# Quick question regarding waterproof cameras



## TMWTim (Jan 20, 2007)

We have a cruise coming up back to Grand Cayman and Cozumel. Last time we were there we bought a cheesy $20 'waterproof' camera to use out there on the stingray sandbar and for snorkeling. Of course the thing leaked 2 seconds after getting water on it. 

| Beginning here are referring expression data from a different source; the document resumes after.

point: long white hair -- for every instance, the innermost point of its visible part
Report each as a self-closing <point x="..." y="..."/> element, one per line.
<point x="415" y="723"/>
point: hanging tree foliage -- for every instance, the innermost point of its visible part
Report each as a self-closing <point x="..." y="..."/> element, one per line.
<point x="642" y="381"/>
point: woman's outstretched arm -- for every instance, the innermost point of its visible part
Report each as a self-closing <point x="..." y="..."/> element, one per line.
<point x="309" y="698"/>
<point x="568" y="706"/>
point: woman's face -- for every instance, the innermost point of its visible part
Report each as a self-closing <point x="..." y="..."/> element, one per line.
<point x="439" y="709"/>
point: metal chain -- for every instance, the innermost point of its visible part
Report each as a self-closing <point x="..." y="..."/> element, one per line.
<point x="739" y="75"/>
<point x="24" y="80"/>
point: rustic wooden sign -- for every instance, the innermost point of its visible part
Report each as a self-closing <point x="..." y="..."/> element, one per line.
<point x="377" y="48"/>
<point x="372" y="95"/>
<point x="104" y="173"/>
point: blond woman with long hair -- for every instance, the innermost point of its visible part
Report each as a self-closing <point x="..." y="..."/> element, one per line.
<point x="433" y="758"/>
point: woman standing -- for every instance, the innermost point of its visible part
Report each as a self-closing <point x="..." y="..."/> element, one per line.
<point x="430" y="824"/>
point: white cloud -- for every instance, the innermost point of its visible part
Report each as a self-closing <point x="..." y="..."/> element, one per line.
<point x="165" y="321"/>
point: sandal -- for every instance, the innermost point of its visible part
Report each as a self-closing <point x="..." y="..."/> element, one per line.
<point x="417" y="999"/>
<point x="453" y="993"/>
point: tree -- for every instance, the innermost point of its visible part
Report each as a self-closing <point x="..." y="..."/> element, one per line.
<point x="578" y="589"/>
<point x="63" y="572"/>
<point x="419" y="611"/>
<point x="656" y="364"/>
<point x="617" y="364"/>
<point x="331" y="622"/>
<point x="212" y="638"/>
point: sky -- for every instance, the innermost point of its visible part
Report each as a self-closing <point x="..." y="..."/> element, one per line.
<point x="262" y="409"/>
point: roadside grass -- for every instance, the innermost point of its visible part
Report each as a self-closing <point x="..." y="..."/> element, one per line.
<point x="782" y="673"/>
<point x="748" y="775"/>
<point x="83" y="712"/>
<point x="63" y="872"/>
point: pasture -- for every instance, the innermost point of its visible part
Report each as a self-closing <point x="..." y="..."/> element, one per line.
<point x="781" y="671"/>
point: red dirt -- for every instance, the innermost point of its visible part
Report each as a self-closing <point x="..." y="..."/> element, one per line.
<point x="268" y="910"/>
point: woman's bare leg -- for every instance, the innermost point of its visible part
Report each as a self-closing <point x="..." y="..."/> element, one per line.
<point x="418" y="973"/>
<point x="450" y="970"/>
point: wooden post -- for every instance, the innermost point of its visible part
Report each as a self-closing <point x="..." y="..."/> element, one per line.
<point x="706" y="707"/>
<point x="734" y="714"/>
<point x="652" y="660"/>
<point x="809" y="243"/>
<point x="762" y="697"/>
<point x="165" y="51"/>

Anyway, I am looking for a waterproof camera in the range up to $250 that will take some decent pics and pretty good video. It would be great if it's small enough to fit in your pocket. Before researching it I figured I would ask 2Cool to guide me in the right direction.

Thanks for any info!!


----------



## chasdawg (Jan 22, 2010)

*camera*

heard this is a nice one 99.00 at bestbuy online only
*Olympus - Factory-Refurbished Stylus Tough 3000 12.0-Megapixel Digital Camera - Red*


----------



## Chasin Tail (Aug 14, 2010)

If you have an Iphone 4 then Check out the LifeProof case. Completely waterproof. You can video and take pics under water then post them on FB. Trust me well worth the money. But if you dont have the Iphone then i guess i aint much help.


----------



## nightgigger (Oct 13, 2008)

I had a Pentax W-30 till I dropped it on a hard floor, Shot some good pictures, good to 10'. The newer models are supposed to be better. My Kodak Playsport also takes an ok picture, but also does good underwater video.


----------



## TMWTim (Jan 20, 2007)

Fins-N-Fowl said:


> If you have an Iphone 4 then Check out the LifeProof case. Completely waterproof. You can video and take pics under water then post them on FB. Trust me well worth the money. But if you dont have the Iphone then i guess i aint much help.


Now that is pretty cool. That case can take a beating AND is waterproof. I think that is the route I am going to go. Thanks!


----------



## Chasin Tail (Aug 14, 2010)

No problem. Have a safe trip.


----------